PILA Trains on Screen Input to Play PolyTrack

Developer tryfonaskam released PILA, an open-source imitation learning agent that learns to play the browser racing game PolyTrack by training on screen captures and human keyboard inputs. Implemented in PyTorch, the pipeline records state-action pairs, trains a supervised neural network, and runs real-time inference to issue keyboard commands from live frames. The project serves as an educational baseline for end-to-end perception-to-action agents.
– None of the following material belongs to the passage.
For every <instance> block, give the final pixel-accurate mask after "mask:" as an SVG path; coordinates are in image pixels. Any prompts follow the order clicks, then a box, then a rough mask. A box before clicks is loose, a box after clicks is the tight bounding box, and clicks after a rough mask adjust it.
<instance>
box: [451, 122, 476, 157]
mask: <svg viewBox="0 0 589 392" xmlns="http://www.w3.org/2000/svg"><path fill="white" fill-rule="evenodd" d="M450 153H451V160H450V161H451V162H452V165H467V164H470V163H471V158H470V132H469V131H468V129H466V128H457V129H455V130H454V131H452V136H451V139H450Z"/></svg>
End-to-end imitation learning from raw screen pixels is a low-friction prototyping path for perception-to-action agents: no simulator instrumentation, no reward engineering, just human demonstrations mapped to actions. Developer tryfonaskam demonstrated this concretely with PILA PolyTrack Imitation Learning AI , an open-source agent that learns to drive the browser racing game PolyTrack by observing screen captures and recorded human keyboard inputs. Implemented in PyTorch Python 3.11 , the pipeline records player controls alongside corresponding game frames, trains a supervised neural network on those state-action pairs, then runs real-time inference to issue keyboard commands from live frames. Released under Apache 2.0 on GitHub. Reported by Hackaday on June 28, 2026. For practitioners, PILA is a useful educational baseline that surfaces the practical engineering work of synchronizing frame capture with labeled actions and replaying inputs - details papers routinely omit.